さらにフンは、昆虫を捕食しているため乾燥して崩れやすいので、空気中に舞い上がりやすく、カビや雑菌、ダニ、ノミなども含んでいることもあり、アレルギーの原因になったりもします。
そのため、見つけても素手で直接触ったりはしないほうがよさそうです…
ちなみに海外での場合、コウモリによる病原菌によって高熱を出したり、肺炎や脳炎、感染症による出血などに見舞われることもあるので、人間にとって害をもたらす動物〔害獣〕として扱われていることも多いといわれています。

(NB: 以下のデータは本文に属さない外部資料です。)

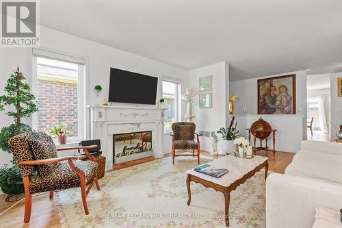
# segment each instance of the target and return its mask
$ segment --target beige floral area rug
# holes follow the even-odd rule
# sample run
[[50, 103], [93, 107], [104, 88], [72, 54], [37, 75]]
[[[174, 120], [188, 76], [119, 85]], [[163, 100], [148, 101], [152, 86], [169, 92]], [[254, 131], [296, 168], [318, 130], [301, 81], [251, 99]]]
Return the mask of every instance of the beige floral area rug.
[[[201, 164], [209, 158], [201, 157]], [[99, 181], [87, 198], [86, 215], [79, 188], [55, 194], [63, 227], [225, 227], [223, 194], [192, 182], [187, 205], [187, 170], [196, 158], [166, 157], [113, 172]], [[231, 192], [230, 227], [265, 227], [264, 171]]]

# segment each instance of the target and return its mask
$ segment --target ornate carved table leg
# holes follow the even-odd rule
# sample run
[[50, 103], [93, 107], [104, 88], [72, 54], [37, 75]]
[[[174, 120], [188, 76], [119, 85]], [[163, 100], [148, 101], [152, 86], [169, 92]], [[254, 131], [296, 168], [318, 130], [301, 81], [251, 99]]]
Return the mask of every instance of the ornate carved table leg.
[[268, 154], [268, 143], [267, 138], [266, 138], [266, 154]]
[[253, 142], [254, 144], [254, 148], [253, 148], [253, 153], [255, 154], [256, 152], [256, 132], [253, 131]]
[[190, 175], [187, 175], [187, 197], [189, 199], [187, 199], [187, 204], [189, 206], [190, 205], [190, 203], [192, 201], [192, 191], [190, 189], [190, 181], [191, 181], [191, 177]]
[[224, 220], [226, 227], [229, 227], [229, 201], [231, 200], [231, 192], [225, 192], [224, 195]]
[[250, 142], [250, 130], [248, 130], [248, 142]]
[[267, 172], [268, 172], [268, 162], [266, 161], [266, 166], [265, 166], [265, 181], [266, 181], [266, 178], [267, 178]]
[[273, 131], [273, 155], [276, 155], [276, 131]]

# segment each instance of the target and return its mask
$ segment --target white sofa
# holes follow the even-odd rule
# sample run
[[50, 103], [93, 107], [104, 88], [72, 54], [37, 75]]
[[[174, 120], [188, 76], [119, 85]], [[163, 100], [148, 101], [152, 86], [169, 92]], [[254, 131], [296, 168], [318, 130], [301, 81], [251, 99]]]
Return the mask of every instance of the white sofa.
[[285, 174], [267, 177], [267, 228], [312, 227], [317, 207], [342, 208], [342, 143], [302, 141]]

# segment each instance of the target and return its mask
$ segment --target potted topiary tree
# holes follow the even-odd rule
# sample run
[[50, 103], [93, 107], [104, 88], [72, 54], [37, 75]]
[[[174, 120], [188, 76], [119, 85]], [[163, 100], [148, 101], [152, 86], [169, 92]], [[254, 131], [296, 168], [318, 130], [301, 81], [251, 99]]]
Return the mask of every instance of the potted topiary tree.
[[[1, 111], [5, 110], [5, 106], [12, 106], [15, 110], [6, 112], [7, 115], [13, 116], [14, 123], [3, 127], [0, 131], [0, 149], [8, 153], [10, 153], [8, 146], [10, 138], [31, 130], [31, 127], [21, 123], [21, 119], [31, 117], [33, 113], [38, 110], [34, 96], [31, 94], [30, 87], [25, 82], [25, 79], [18, 68], [7, 81], [5, 94], [0, 96]], [[5, 165], [0, 168], [0, 188], [10, 197], [24, 192], [18, 164], [14, 160], [12, 163], [12, 167]], [[7, 200], [9, 200], [9, 197]]]
[[65, 125], [54, 125], [52, 126], [47, 134], [53, 137], [57, 138], [59, 144], [66, 144], [66, 134], [69, 133], [68, 127]]
[[222, 136], [222, 150], [226, 154], [232, 153], [236, 149], [236, 146], [234, 144], [234, 140], [240, 136], [239, 131], [237, 129], [237, 123], [233, 126], [234, 123], [235, 116], [233, 116], [229, 125], [229, 127], [226, 129], [221, 127], [218, 133], [220, 134]]

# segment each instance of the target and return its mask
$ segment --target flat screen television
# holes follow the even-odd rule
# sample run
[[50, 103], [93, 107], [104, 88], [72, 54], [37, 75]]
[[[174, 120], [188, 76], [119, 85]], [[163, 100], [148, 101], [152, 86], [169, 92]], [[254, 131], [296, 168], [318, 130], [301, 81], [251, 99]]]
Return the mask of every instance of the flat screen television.
[[158, 78], [110, 68], [109, 102], [155, 105]]

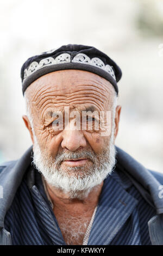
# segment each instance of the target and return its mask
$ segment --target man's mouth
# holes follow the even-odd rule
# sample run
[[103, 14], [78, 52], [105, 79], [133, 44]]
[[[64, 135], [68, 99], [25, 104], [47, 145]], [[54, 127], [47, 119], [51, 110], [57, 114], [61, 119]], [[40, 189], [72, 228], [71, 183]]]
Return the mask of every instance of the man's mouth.
[[87, 159], [70, 159], [64, 161], [62, 163], [68, 166], [82, 166], [85, 164], [88, 160]]

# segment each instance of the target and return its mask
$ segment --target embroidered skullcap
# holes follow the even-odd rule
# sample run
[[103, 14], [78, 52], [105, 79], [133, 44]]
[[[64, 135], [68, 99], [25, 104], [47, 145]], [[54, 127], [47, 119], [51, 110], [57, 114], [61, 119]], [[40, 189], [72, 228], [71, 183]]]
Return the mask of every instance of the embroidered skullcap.
[[65, 69], [86, 70], [98, 75], [109, 81], [118, 94], [117, 82], [122, 72], [116, 63], [93, 47], [70, 44], [27, 59], [21, 72], [23, 95], [27, 88], [41, 76]]

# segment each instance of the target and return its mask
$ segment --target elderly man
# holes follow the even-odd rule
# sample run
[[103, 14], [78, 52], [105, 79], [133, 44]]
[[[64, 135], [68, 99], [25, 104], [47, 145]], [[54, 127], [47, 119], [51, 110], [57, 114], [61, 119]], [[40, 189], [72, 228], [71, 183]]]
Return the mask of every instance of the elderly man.
[[163, 245], [162, 176], [114, 145], [121, 75], [83, 45], [23, 64], [33, 146], [0, 167], [1, 244]]

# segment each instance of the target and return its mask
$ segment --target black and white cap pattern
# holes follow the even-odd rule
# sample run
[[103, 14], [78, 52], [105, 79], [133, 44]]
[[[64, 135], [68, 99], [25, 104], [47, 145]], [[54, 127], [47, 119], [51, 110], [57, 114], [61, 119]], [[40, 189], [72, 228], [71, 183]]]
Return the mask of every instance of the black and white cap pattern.
[[117, 64], [96, 48], [68, 45], [29, 58], [21, 69], [23, 93], [30, 83], [54, 71], [79, 69], [96, 74], [108, 80], [118, 93], [117, 82], [122, 72]]

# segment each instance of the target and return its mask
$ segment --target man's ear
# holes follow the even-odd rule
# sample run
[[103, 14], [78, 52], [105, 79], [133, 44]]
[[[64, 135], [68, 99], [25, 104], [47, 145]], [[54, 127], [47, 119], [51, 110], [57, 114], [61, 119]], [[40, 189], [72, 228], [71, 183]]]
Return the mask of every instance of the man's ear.
[[29, 120], [28, 118], [28, 117], [27, 117], [27, 115], [23, 115], [22, 118], [23, 119], [23, 121], [24, 122], [26, 126], [27, 127], [27, 129], [29, 131], [29, 133], [30, 133], [30, 138], [31, 138], [32, 141], [33, 142], [33, 144], [34, 144], [33, 134], [33, 132], [32, 132], [30, 123], [30, 121], [29, 121]]
[[117, 107], [116, 109], [116, 113], [115, 113], [115, 130], [114, 130], [114, 141], [117, 137], [118, 131], [119, 122], [120, 122], [121, 108], [122, 108], [121, 106], [118, 105], [117, 106]]

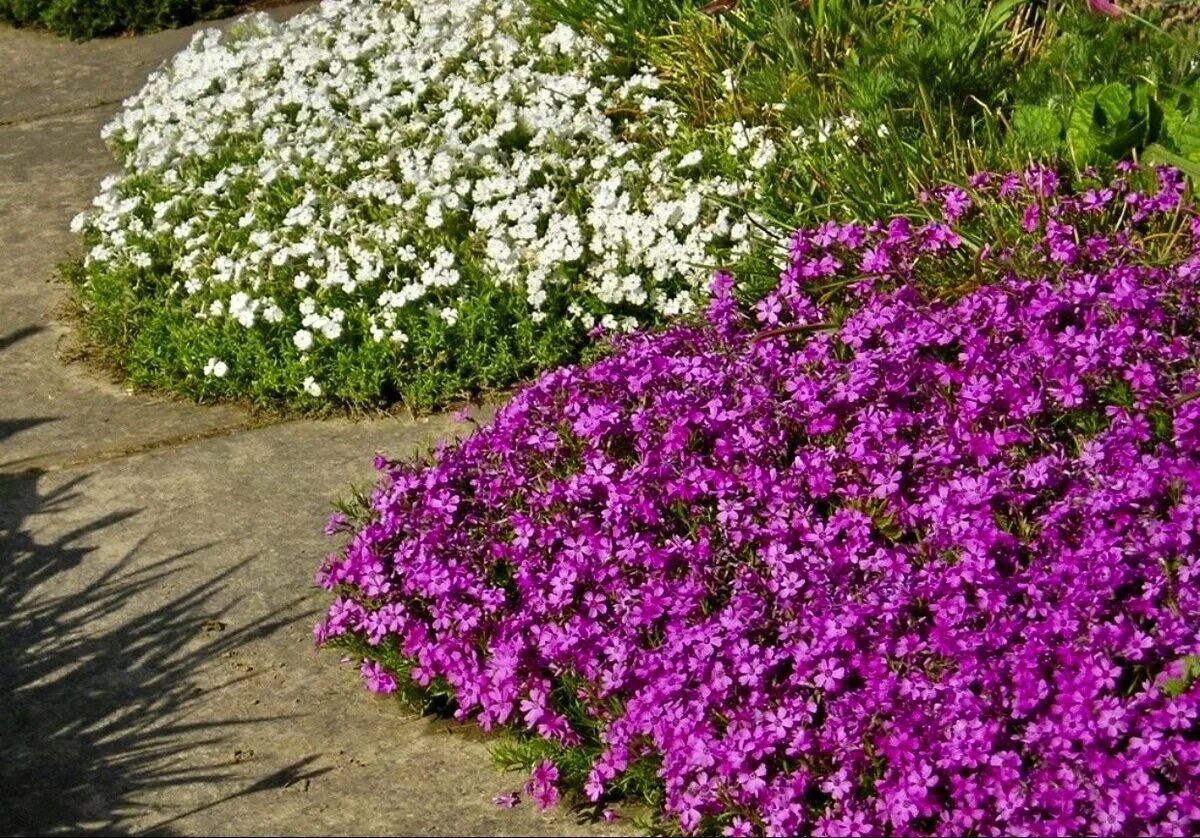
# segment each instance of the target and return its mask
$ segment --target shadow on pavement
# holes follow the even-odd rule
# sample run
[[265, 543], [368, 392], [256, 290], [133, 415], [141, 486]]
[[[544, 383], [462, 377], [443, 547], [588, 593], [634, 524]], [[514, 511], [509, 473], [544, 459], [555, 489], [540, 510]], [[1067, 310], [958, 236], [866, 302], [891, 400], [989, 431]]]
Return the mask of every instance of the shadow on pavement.
[[[36, 331], [0, 336], [0, 351]], [[0, 420], [0, 444], [46, 421]], [[150, 828], [168, 834], [194, 812], [324, 773], [308, 767], [314, 756], [257, 779], [232, 760], [198, 756], [265, 720], [215, 710], [238, 678], [212, 683], [206, 665], [290, 623], [295, 604], [227, 627], [238, 604], [230, 577], [245, 561], [181, 586], [212, 545], [166, 558], [146, 555], [145, 539], [120, 556], [97, 551], [142, 511], [89, 515], [84, 490], [100, 479], [0, 473], [0, 834], [119, 834], [130, 818], [160, 820]], [[223, 796], [202, 788], [239, 782], [245, 788]], [[199, 804], [163, 814], [145, 802], [178, 786], [192, 794], [173, 800]]]
[[[263, 719], [211, 720], [211, 711], [193, 718], [202, 696], [211, 706], [212, 693], [233, 683], [202, 687], [197, 676], [208, 662], [292, 619], [276, 611], [226, 628], [221, 618], [234, 603], [218, 594], [236, 567], [157, 601], [155, 591], [206, 547], [148, 561], [139, 543], [91, 570], [85, 583], [77, 576], [60, 587], [62, 575], [89, 558], [96, 537], [138, 514], [102, 515], [49, 543], [37, 540], [30, 523], [80, 503], [80, 487], [90, 479], [77, 477], [42, 492], [37, 472], [0, 474], [0, 736], [6, 750], [0, 833], [119, 833], [126, 819], [151, 814], [138, 802], [148, 792], [236, 779], [233, 762], [197, 764], [188, 752]], [[133, 604], [136, 598], [142, 603]], [[310, 761], [223, 800], [311, 777], [304, 772]], [[167, 832], [172, 820], [155, 832]]]

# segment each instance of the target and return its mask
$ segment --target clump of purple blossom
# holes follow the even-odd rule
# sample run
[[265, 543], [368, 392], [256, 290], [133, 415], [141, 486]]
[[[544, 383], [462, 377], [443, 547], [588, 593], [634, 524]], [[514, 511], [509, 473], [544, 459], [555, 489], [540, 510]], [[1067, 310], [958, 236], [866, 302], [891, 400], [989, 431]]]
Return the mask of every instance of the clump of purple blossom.
[[318, 641], [586, 754], [592, 801], [653, 765], [685, 832], [1195, 832], [1200, 217], [1135, 174], [800, 231], [751, 312], [719, 275], [380, 463]]

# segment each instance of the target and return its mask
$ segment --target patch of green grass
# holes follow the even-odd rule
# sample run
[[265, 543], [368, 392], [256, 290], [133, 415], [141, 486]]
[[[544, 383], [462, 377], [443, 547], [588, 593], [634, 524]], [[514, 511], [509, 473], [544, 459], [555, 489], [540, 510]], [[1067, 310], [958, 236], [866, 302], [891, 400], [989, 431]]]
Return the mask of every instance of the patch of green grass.
[[[724, 11], [689, 0], [532, 2], [610, 44], [628, 68], [658, 70], [695, 126], [778, 128], [786, 176], [746, 209], [785, 226], [920, 214], [922, 187], [974, 170], [1144, 154], [1162, 139], [1157, 128], [1126, 130], [1108, 154], [1102, 140], [1073, 140], [1067, 126], [1091, 119], [1088, 97], [1104, 85], [1169, 96], [1172, 130], [1188, 142], [1200, 120], [1194, 32], [1110, 19], [1082, 0], [740, 0]], [[1054, 128], [1014, 131], [1033, 109]], [[839, 120], [857, 127], [839, 131]]]

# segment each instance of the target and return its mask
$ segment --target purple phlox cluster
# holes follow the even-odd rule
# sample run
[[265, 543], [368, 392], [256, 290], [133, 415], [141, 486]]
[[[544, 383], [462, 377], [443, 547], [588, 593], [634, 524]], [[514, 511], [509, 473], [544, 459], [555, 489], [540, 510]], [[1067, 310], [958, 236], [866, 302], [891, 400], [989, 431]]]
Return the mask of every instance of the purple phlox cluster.
[[685, 832], [1194, 833], [1200, 219], [1145, 174], [800, 231], [750, 312], [719, 275], [383, 462], [318, 640], [592, 748], [593, 801], [654, 765]]

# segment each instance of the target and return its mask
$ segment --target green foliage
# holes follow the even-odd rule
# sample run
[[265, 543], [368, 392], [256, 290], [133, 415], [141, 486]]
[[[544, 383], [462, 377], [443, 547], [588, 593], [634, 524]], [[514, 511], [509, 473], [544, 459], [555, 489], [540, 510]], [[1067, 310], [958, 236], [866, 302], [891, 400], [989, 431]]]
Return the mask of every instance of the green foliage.
[[0, 0], [0, 20], [72, 38], [144, 32], [230, 14], [235, 0]]
[[1016, 145], [1034, 156], [1068, 155], [1078, 166], [1134, 156], [1200, 173], [1200, 79], [1160, 88], [1146, 80], [1082, 90], [1058, 108], [1022, 104]]
[[655, 67], [700, 128], [742, 120], [811, 138], [822, 120], [852, 116], [854, 136], [785, 140], [786, 175], [746, 206], [785, 227], [922, 214], [920, 188], [1031, 158], [1082, 167], [1153, 149], [1196, 160], [1194, 38], [1081, 1], [533, 5], [612, 44], [629, 67]]
[[1171, 698], [1183, 695], [1193, 683], [1200, 680], [1200, 657], [1189, 654], [1180, 662], [1181, 671], [1177, 677], [1168, 678], [1163, 683], [1163, 692]]

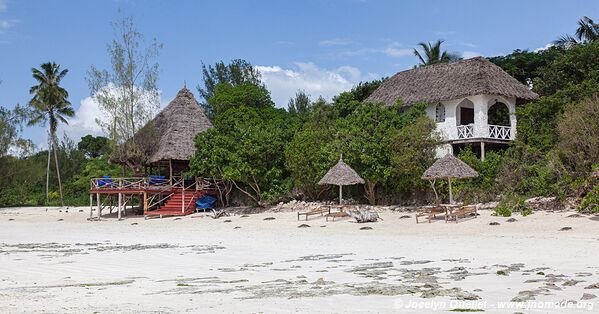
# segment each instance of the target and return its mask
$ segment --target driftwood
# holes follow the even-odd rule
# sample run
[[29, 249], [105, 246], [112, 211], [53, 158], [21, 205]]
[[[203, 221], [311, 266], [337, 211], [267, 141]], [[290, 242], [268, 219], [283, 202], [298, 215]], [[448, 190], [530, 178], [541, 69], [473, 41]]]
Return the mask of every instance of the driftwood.
[[347, 214], [354, 218], [358, 223], [377, 222], [381, 219], [378, 213], [366, 209], [348, 210]]
[[224, 217], [227, 216], [229, 217], [229, 213], [227, 213], [227, 211], [225, 209], [221, 209], [221, 210], [216, 210], [216, 209], [212, 209], [212, 218], [214, 219], [218, 219], [220, 217]]

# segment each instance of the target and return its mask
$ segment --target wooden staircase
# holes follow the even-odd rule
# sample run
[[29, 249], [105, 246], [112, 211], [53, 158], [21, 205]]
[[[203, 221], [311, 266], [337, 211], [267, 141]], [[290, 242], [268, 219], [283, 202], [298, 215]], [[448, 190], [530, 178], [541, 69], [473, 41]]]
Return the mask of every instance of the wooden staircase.
[[[185, 198], [183, 197], [183, 189], [173, 189], [173, 195], [160, 206], [158, 209], [147, 211], [146, 216], [185, 216], [195, 212], [195, 201], [204, 193], [202, 191], [186, 190]], [[185, 205], [182, 205], [184, 203]], [[185, 208], [183, 208], [185, 206]]]

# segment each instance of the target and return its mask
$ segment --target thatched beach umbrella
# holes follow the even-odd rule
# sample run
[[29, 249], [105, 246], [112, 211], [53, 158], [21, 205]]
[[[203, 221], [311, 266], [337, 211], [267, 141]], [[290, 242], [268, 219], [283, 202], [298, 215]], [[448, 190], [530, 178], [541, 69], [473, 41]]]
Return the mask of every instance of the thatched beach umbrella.
[[[447, 179], [449, 182], [449, 203], [453, 203], [453, 194], [451, 191], [451, 179], [466, 179], [478, 177], [478, 172], [468, 166], [465, 162], [453, 157], [452, 154], [447, 154], [445, 157], [438, 159], [435, 163], [430, 166], [424, 174], [422, 179], [431, 180], [433, 190], [435, 189], [436, 179]], [[437, 192], [435, 191], [435, 196]]]
[[354, 185], [354, 184], [364, 184], [364, 179], [360, 177], [360, 175], [348, 166], [345, 162], [343, 162], [343, 157], [339, 158], [339, 161], [333, 168], [329, 169], [327, 174], [318, 181], [318, 184], [332, 184], [339, 186], [339, 204], [341, 204], [341, 200], [343, 198], [343, 186], [344, 185]]

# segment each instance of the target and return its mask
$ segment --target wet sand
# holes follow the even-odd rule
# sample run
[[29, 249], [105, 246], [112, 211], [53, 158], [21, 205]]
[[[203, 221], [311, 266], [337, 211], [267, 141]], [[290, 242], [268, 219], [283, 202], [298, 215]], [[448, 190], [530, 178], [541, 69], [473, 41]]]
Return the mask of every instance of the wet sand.
[[[458, 224], [416, 224], [413, 214], [386, 211], [370, 224], [298, 222], [295, 213], [87, 221], [87, 210], [0, 209], [0, 312], [599, 309], [585, 303], [599, 300], [596, 216], [538, 212], [508, 222], [482, 211]], [[562, 301], [570, 308], [498, 308]]]

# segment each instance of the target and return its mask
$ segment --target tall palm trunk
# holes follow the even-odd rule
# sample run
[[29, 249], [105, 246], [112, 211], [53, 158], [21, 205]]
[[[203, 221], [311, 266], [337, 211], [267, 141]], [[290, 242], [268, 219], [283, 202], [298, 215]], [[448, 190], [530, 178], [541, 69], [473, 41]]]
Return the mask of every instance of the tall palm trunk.
[[56, 162], [56, 176], [58, 177], [58, 190], [60, 191], [60, 205], [64, 207], [64, 197], [62, 195], [62, 182], [60, 180], [60, 169], [58, 167], [58, 155], [56, 154], [56, 135], [52, 136], [52, 141], [54, 142], [53, 150], [54, 150], [54, 161]]
[[52, 140], [48, 140], [48, 165], [46, 166], [46, 203], [48, 203], [48, 196], [50, 195], [50, 152], [52, 150]]

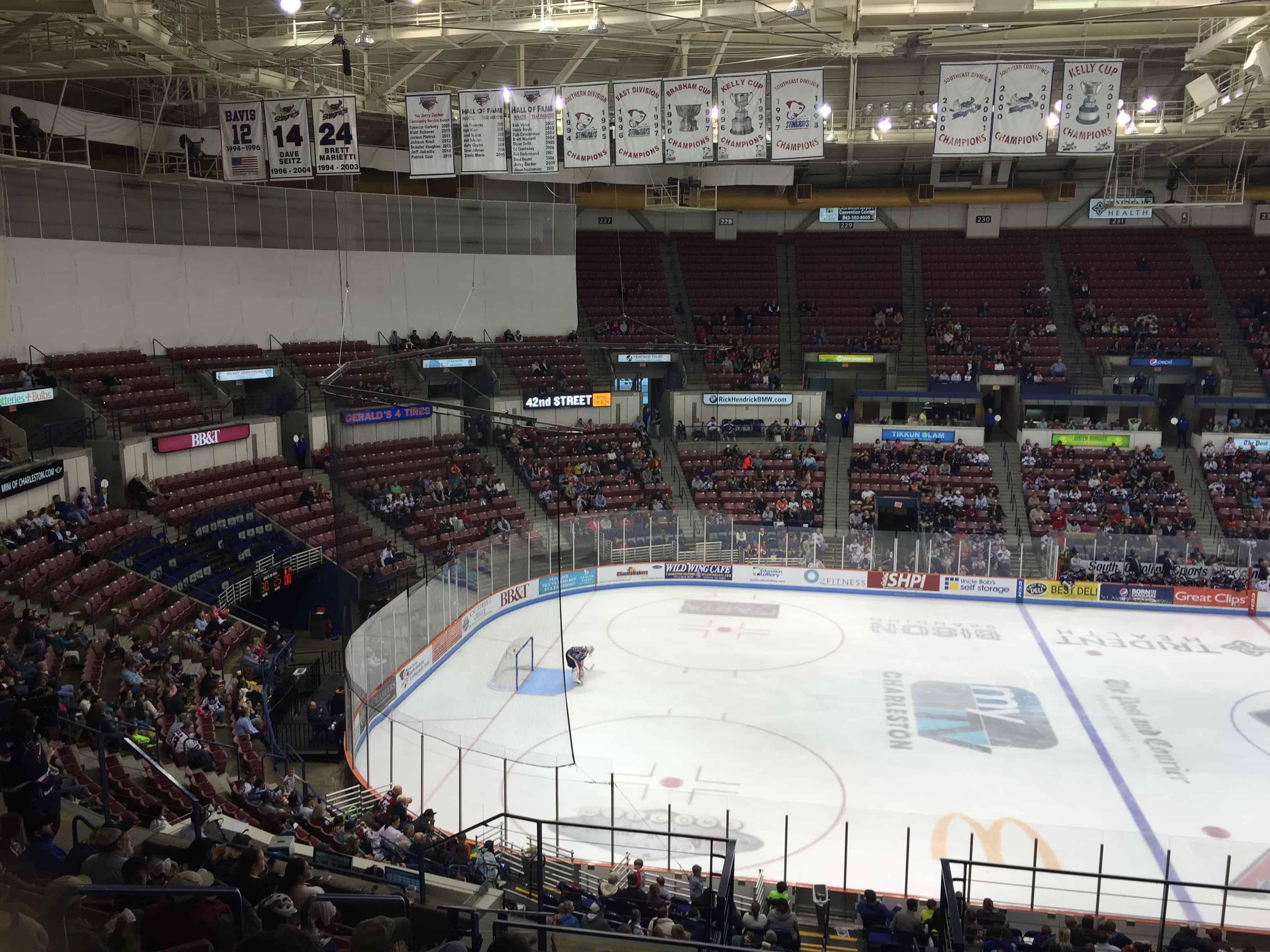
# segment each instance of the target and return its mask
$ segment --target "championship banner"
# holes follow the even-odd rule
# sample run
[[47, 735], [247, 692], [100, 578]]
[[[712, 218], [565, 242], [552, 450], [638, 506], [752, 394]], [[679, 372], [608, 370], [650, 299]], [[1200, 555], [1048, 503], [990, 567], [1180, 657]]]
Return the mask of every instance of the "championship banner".
[[564, 99], [564, 168], [611, 165], [608, 84], [563, 86], [560, 96]]
[[497, 89], [458, 94], [458, 141], [464, 171], [507, 171], [503, 94]]
[[1045, 155], [1053, 62], [997, 63], [997, 95], [992, 116], [994, 155]]
[[321, 96], [314, 104], [314, 137], [319, 175], [357, 175], [362, 171], [357, 147], [357, 99]]
[[824, 70], [772, 70], [772, 161], [823, 159]]
[[719, 161], [767, 160], [767, 74], [719, 76]]
[[264, 104], [221, 103], [221, 175], [226, 182], [264, 180]]
[[613, 149], [618, 165], [662, 164], [662, 80], [613, 83]]
[[662, 102], [665, 104], [665, 161], [712, 162], [710, 102], [714, 80], [662, 80]]
[[556, 171], [555, 86], [512, 90], [512, 174]]
[[994, 62], [940, 65], [940, 110], [933, 155], [987, 155], [992, 138]]
[[452, 178], [455, 133], [450, 122], [450, 93], [408, 93], [405, 128], [410, 142], [410, 178]]
[[307, 99], [269, 99], [264, 103], [264, 141], [271, 179], [311, 179], [314, 143], [309, 137]]
[[1066, 155], [1111, 155], [1115, 117], [1120, 112], [1124, 60], [1063, 62], [1063, 112], [1058, 151]]

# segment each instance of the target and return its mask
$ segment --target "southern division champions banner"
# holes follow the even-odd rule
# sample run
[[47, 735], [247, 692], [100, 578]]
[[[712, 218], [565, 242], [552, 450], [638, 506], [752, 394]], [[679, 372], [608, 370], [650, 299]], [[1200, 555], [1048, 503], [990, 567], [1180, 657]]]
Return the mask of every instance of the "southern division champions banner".
[[997, 94], [992, 116], [996, 155], [1044, 155], [1049, 127], [1049, 93], [1054, 63], [997, 63]]
[[512, 90], [512, 174], [556, 170], [555, 86]]
[[1120, 112], [1123, 60], [1063, 62], [1063, 113], [1058, 151], [1066, 155], [1110, 155], [1115, 151]]
[[453, 176], [455, 135], [450, 123], [450, 93], [408, 93], [405, 127], [410, 141], [410, 178]]
[[712, 162], [714, 138], [710, 135], [710, 100], [714, 80], [662, 80], [665, 104], [665, 161]]
[[662, 80], [613, 83], [618, 165], [662, 164]]
[[221, 103], [221, 174], [226, 182], [264, 179], [264, 104]]
[[719, 161], [767, 159], [767, 74], [719, 76]]
[[561, 86], [564, 99], [564, 168], [608, 165], [608, 84]]
[[824, 70], [772, 70], [772, 161], [823, 159]]
[[458, 140], [464, 171], [507, 171], [503, 94], [497, 89], [458, 94]]
[[271, 179], [311, 179], [314, 143], [309, 137], [307, 99], [269, 99], [264, 103], [264, 141]]
[[940, 110], [933, 155], [987, 155], [992, 138], [994, 62], [940, 65]]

100万円の罰金も…⁉ 知っておくべきコウモリ保護の法律

害獣ともいわれてしまう、そんな厄介なコウモリが法律で保護さているとはどういうことなのでしょうか…?
コウモリ退治で罰金…?
実は、コウモリは害虫などの虫とは違って、野生の鳥類や哺乳類と同じように法律上では保護されています。
その為、たとえ日本でコウモリが家に住み着いてしまっても、野生のコウモリを許可なく飼育目的で捕獲したり、駆除するために殺傷したりしてしまったら、法律によって罰せられる可能性があります。
※家屋に住み着くのはほとんどの場合、アブラコウモリ(イエコウモリ)です。
(アブラコウモリ)
鳥獣保護法で一年以下の懲役又は百万円以下の罰金も…⁉
これらは鳥獣保護法というもので定められているのですが、これに違反したものは、なんと一年以下の懲役又は百万円以下の罰金に処するとなっています。